BigData Workflow Engine for Hadoop, Hbase, Netezza, Pig, Hive, Cascalog ...

Pig Query

TOC

Procedures

Load temp file to HDFS, show write temp, put to hadoop Query Insert Results into a DB

Create database table

We'll assume that the table is created in the database glue, and that this has been configured in /opt/glue/conf/workflow_modules.groovy

create table example (category varchar(255) PRIMARY KEY, hits INT);

Workflow

tasks{


  loadFile{

    tasks = { context ->

       def fileName= "/opt/glue/log/${context.unitId}/myfile.csv"
       def categories = ['a', 'b', 'c', 'd']
       def r = new Random()

       new File(fileName).withWriter { w ->  (1..1000).each { w << "${categories[r.nextInt(4)]},${r.nextInt(100)}\n" } }


       def hdfsDir = "/queries/gluetest/data"


       def hdfsFileName = "$hdfsDir/myfile.csv"
       if( context.hdfs.exist(hdfsDir) )
           context.hdfs.delete(hdfsDir, true)

       context.hdfs.mkdirs(hdfsDir)
       context.hdfs.put(fileName, hdfsDir)
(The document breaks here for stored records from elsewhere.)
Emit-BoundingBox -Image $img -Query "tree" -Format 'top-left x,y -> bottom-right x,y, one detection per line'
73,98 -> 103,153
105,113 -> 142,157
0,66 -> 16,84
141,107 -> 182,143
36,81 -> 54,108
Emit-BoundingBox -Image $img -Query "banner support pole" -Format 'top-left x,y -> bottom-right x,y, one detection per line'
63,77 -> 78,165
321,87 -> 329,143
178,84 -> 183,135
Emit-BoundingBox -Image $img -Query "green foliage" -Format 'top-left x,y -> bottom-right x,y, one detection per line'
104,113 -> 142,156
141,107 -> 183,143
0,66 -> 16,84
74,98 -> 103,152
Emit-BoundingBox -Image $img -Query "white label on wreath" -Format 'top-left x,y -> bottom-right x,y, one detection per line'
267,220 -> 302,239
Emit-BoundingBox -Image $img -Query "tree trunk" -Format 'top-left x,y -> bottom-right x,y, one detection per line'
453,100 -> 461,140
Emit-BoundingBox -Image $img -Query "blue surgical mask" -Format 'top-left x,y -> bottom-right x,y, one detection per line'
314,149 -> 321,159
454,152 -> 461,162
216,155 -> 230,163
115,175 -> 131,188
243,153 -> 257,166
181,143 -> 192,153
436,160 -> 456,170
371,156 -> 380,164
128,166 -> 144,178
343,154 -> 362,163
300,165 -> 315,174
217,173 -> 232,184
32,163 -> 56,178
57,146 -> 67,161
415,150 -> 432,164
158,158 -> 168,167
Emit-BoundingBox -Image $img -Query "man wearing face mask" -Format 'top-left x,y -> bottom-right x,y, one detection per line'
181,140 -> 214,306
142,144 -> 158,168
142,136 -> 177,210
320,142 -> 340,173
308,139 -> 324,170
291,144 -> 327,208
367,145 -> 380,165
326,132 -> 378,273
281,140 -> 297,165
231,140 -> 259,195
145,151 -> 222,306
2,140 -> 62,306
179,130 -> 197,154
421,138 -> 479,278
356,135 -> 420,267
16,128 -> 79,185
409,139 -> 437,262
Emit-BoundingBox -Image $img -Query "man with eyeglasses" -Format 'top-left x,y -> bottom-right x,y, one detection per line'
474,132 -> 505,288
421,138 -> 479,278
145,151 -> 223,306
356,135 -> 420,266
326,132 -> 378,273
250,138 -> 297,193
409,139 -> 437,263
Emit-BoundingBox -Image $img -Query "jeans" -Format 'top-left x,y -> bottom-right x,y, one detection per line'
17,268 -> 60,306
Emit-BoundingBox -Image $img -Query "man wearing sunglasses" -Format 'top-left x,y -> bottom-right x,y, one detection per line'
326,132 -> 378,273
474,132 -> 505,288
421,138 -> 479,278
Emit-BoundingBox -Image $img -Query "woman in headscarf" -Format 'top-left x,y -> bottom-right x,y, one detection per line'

       context.paths = [ hdfsFileName ]
       new File(fileName).delete()
    }

  }


  query{
     dependencies = "loadFile"
     tasks = { context ->

        def resultPath = '/queries/gluetest/resp'
        println "HDFS Path: ${context.paths}"
        context.pig.run("glue test", """

            ads = load '${context.paths.join(',')}'  using PigStorage(',') as (c:chararray, n:int);
            g = group ads by c;
            r = foreach g generate FLATTEN(group), COUNT(\$1);
            rmf /queries/gluetest/resp;
            store r into '${resultPath}';

        """, [:])

        context.resultPath = resultPath

     }

  }

  insertToDB{
     dependencies = "query"

     tasks = { context ->

        if(!context.resultPath) return //exit if null path

        //There are many ways to write into a DB
        //If the data set is small the most convinient way is to do an INSERT UPDATE ON KEY FOUND if MySQL is used
        //one optimization is to use a multi value insert statement
        def sql = "INSERT INTO example (category, hits) VALUES "
        def i = 0
        context.hdfs.eachLine context.resultPath, { line ->
                def (category, hits ) = line.split() //split on tab
                if(i++ != 0) sql += ","

                sql += "('$category', $hits)"
        }

        sql += "ON DUPLICATE KEY UPDATE hits=VALUES(hits)" //we update all duplicates with the new value
        context.sql.execSql('glue', sql);

     }

    }


}